(no subject)

Jan 08, 2010 22:42

It can absolutely be said that the color of that house on Klockner Road was symbolic of the events that surrounded our living there. The steel blue siding looked intimidating but was easily manipulated, much like our father's punishments he would dole out. "You threw a baseball into the side of the house, OF COURSE I have to punish you! ...Go, uh, rake up the leaves." The gray-blue color was so close to neutral that it easily represented the various changes of pace that came along with a house full of two children and a dog: it was the slightly-defeated feeling from the accumulation of the feet of snow that blanketed the area during the Blizzard of '96 and the numerous failed attempts at building a snow fort with a kiddy pool that our neighbors swore they knew how to complete.
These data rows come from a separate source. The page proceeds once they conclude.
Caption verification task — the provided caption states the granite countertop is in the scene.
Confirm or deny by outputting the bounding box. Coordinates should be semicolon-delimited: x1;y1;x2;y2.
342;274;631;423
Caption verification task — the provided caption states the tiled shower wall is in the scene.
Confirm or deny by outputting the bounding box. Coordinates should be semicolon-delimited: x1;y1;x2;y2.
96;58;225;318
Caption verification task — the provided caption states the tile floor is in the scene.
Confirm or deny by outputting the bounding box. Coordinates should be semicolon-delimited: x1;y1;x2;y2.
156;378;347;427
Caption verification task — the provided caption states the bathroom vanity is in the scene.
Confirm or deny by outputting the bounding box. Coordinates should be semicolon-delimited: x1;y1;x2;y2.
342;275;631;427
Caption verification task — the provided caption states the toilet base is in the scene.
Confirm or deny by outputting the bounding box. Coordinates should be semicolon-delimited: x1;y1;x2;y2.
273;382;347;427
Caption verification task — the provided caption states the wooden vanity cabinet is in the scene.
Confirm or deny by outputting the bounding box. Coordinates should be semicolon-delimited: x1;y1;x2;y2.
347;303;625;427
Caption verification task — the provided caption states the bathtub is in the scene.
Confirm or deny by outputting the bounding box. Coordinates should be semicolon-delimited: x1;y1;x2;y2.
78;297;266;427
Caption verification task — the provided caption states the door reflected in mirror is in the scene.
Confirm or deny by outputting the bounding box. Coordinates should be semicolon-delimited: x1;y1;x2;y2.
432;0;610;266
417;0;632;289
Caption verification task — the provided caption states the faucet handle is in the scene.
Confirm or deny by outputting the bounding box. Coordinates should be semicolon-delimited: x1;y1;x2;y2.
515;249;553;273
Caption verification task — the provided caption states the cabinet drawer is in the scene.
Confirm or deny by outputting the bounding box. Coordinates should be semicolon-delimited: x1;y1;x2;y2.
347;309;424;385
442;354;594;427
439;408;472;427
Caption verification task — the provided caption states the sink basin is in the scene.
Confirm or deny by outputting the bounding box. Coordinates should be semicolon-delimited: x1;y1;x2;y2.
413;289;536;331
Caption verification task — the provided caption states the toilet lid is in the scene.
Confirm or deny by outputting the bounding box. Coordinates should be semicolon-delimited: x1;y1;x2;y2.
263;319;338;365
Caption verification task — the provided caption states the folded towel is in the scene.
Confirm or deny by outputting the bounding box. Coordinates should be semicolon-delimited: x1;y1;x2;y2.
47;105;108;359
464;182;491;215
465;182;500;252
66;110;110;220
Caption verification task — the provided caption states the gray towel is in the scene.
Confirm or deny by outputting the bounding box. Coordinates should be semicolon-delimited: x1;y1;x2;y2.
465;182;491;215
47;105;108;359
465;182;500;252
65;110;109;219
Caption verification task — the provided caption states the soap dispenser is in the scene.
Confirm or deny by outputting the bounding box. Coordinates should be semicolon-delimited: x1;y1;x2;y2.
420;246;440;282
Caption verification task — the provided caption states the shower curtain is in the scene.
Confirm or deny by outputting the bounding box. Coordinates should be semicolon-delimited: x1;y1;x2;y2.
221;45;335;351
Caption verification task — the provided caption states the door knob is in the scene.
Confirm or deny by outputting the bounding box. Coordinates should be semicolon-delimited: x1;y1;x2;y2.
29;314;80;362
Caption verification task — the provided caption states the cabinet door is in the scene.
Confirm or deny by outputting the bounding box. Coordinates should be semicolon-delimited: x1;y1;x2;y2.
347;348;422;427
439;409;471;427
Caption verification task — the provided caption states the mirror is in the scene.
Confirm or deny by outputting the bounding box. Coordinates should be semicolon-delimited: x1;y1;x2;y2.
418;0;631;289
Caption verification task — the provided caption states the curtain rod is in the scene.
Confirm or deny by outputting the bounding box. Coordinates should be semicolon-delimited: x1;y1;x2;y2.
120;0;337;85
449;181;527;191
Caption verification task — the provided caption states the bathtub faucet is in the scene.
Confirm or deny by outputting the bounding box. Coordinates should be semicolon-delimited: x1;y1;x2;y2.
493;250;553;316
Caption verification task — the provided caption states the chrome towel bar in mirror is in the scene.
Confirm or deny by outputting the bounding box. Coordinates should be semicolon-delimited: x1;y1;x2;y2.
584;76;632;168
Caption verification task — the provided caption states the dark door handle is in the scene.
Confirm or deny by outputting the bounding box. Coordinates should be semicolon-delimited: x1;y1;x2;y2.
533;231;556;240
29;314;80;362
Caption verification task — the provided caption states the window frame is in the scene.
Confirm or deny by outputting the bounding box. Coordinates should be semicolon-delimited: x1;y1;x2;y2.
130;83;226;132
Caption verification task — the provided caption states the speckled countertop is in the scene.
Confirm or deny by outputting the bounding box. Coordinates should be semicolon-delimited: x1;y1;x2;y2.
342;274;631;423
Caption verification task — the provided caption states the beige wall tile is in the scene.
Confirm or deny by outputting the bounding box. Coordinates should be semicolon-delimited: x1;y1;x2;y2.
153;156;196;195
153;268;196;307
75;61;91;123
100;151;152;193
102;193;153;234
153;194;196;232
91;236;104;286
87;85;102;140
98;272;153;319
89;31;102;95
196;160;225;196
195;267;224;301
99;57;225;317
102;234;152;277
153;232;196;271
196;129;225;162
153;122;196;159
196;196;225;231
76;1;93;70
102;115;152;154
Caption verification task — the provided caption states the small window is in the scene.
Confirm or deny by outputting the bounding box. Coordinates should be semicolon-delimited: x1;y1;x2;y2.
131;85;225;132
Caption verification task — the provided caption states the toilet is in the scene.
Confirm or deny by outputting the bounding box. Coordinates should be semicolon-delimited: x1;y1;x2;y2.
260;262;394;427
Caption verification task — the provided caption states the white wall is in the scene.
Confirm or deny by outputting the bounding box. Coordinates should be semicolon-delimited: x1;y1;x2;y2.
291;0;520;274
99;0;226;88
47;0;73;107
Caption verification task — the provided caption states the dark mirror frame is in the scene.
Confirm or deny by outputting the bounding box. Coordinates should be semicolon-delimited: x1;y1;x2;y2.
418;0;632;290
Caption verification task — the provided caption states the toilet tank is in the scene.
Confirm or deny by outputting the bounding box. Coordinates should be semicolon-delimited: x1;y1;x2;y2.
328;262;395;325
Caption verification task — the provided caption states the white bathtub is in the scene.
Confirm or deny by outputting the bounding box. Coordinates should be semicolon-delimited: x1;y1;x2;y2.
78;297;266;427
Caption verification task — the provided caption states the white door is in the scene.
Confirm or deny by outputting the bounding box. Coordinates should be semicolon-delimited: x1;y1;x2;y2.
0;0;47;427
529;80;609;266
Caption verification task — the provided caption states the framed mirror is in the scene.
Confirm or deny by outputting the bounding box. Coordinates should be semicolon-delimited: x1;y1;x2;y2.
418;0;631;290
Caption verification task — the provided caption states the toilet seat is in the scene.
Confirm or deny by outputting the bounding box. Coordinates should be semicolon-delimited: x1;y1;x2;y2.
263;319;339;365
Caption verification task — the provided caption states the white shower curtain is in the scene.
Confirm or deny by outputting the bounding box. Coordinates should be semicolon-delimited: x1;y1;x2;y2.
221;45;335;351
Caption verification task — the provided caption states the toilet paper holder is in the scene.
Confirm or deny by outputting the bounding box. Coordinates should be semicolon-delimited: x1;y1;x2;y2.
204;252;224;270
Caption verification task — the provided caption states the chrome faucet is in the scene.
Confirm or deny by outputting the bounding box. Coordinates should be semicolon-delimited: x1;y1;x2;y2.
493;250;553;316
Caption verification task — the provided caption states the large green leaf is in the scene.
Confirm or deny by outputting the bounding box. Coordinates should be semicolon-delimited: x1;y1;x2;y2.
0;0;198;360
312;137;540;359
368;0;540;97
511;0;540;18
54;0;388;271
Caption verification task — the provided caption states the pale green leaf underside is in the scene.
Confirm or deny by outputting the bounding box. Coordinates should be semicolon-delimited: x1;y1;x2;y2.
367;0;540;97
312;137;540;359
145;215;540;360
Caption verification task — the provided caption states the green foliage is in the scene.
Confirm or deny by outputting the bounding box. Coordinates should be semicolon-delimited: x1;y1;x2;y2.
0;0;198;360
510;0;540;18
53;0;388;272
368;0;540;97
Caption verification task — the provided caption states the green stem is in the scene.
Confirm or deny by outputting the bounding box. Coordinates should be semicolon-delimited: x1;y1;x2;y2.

It was the uncomfortable freezing-damp feeling of staying out in that snow for too long, until every inch of your dozens of layers couldn't fight the melting of snow near a warm body.

On the other hand, that gray blue could seem so heavy that it felt like the heat and humidity of the scorching summers that shrouded itself upon the suburban New Jersey town, and the color of the sky from the thunderstorms would result of it. Those nights we would sit on the porch at dusk and watch the field across the street as the storm moved in. It was the color of fresh bruises children inflict on themselves accidentally: the blue that results right before it changes to the healing, but nauseating, green. It was that color of a Crayola watercolor set when the blue melds with the black; even as a child, I was frustrated that those two colors were next to each other. That color always managed to result regardless as to how careful you were at seven years old, sitting at the kitchen table, making a work of art.

Despite all of its connotations, the color was nicer than I've been making it sound. It's simply reminiscent of a different time. In fact, the color can be seen as quite dusty: flaking after the decades of wear and tear, from weather to baseball mishaps in the backyard. It could be easily considered a blue or gray depending on its surroundings, but still has charm, still has a history.